Daher werden auch im Studium medizinische Grundlagen, Organisation und psychologische Betreuung thematisiert. Der Abschluss des Studiums befähigt zu folgenden Aufgaben:

  • Feststellung einer Schwangerschaft und Ausstellen des Mutterpasses
  • Geburtsvorbereitungskurse halten
  • Erste-Hilfe-Kurse für Neugeborene anbieten
  • Durchführung von Vorsorgeuntersuchungen
  • Betreuung von Geburten

Weiterbildungsmöglichkeiten und Perspektiven für Hebammen

Die Fortbildung zur Familienhebamme kann nach erfolgreichem Studienabschluss zusätzlich erfolgen. Diese Weiterbildung ist gewöhnlich kostenfrei und bietet Zusatzqualifikationen für Entbindungspfleger/innen, mit denen Familien in schwierigen Umständen geholfen werden kann. Die Betreuung der Familie hält dann bis zum Ende des ersten Lebensjahres des Neugeborenen an und fordert zusätzliche Kenntnisse, wie beispielsweise den Umgang mit suchtkranken Menschen.
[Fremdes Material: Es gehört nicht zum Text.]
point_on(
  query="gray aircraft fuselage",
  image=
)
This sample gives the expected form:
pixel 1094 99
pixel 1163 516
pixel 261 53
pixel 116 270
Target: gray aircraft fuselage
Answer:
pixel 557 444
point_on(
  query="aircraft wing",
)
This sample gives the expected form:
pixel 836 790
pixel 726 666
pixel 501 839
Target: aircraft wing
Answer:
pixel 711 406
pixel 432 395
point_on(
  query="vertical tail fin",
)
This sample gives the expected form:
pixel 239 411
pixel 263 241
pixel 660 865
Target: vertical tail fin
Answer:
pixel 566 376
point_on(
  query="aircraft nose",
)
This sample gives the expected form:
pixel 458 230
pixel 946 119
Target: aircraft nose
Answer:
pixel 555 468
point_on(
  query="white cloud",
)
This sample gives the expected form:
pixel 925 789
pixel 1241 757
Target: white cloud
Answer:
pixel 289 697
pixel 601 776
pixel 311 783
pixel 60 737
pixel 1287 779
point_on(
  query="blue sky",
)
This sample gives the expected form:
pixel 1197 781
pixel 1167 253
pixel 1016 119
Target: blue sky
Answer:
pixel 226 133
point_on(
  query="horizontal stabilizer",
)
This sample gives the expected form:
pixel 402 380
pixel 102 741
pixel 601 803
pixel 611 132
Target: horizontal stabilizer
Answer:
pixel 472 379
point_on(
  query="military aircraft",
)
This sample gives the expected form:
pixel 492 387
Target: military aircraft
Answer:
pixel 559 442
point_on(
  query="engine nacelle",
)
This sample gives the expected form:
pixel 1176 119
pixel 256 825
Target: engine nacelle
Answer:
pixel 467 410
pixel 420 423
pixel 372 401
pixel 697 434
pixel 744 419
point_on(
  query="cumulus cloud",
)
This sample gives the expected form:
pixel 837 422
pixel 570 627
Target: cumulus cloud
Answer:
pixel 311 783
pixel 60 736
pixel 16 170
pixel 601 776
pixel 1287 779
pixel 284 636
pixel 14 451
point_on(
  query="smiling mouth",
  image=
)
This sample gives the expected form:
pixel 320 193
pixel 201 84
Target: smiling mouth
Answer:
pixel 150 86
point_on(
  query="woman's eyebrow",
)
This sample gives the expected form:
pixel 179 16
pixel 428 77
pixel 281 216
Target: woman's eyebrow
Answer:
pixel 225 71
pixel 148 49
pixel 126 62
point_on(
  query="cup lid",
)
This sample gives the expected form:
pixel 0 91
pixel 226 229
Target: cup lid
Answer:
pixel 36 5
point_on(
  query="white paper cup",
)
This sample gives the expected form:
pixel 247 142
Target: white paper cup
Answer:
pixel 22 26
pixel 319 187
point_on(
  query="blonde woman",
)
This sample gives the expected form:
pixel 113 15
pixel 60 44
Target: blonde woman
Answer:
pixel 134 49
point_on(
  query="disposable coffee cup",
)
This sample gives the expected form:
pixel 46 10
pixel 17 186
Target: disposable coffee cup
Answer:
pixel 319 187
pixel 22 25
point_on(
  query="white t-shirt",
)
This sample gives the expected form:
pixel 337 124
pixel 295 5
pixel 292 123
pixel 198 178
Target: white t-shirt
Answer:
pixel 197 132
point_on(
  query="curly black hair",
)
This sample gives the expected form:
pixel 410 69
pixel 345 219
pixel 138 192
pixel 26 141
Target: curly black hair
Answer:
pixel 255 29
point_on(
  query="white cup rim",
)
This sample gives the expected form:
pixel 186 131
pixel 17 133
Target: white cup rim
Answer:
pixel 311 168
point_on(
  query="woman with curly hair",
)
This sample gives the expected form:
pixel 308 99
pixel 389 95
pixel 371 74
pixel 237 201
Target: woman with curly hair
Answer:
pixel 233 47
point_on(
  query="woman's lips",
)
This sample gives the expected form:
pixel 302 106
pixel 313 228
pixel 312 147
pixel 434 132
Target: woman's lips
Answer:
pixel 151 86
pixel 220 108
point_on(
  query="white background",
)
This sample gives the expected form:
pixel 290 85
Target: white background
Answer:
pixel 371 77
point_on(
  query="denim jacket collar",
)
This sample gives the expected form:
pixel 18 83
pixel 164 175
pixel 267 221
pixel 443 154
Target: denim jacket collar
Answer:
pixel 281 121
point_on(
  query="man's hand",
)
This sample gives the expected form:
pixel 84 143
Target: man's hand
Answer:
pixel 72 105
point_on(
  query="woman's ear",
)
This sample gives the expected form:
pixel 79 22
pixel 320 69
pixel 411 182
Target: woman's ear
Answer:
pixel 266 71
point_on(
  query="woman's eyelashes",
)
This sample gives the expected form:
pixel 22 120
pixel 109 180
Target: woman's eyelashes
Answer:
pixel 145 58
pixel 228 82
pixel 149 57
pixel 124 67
Etwa 300 Stunden Theorie sind damit zusätzlich zu absolvieren, was auch berufsbegleitend möglich ist.

Weiterhin besteht die Möglichkeit auf einen Masterabschluss der Hebammenwissenschaften, für alle die sich auch nach dem Bachelor noch weiterbilden möchten. Dieser qualifiziert einen selbst in die Lehre zu gehen oder die Versorgung in Einrichtungen zu optimieren und innovativ zu gestalten.

Alternativen für den Beruf der Hebamme

Wenn der Beruf einer Hebamme doch nicht mehr infrage kommt, dann gibt es verwandte Bereiche, die als Alternative dienen können. Folgende Möglichkeiten können zusätzlich berücksichtigt werden:

  • Mütterpfleger/in
  • Pflegefachkraft

Achtung! Tipp aus der Redaktion

Auch wenn nicht genügend Stellen für Hebammen ausgeschrieben sind, so werden sie dennoch dringend gebraucht. Hausgeburten sind oft sehr gewünscht und vor allem junge Eltern sind auf die Expertise der Fachleute angewiesen, denen sie persönlich vertrauen können, wenn es um sensible Themen geht. Diesen Beruf selbstständig auszuüben, ist ein sehr erfolgsversprechendes Unterfangen und sollte angehende Umschüler/innen nicht abschrecken.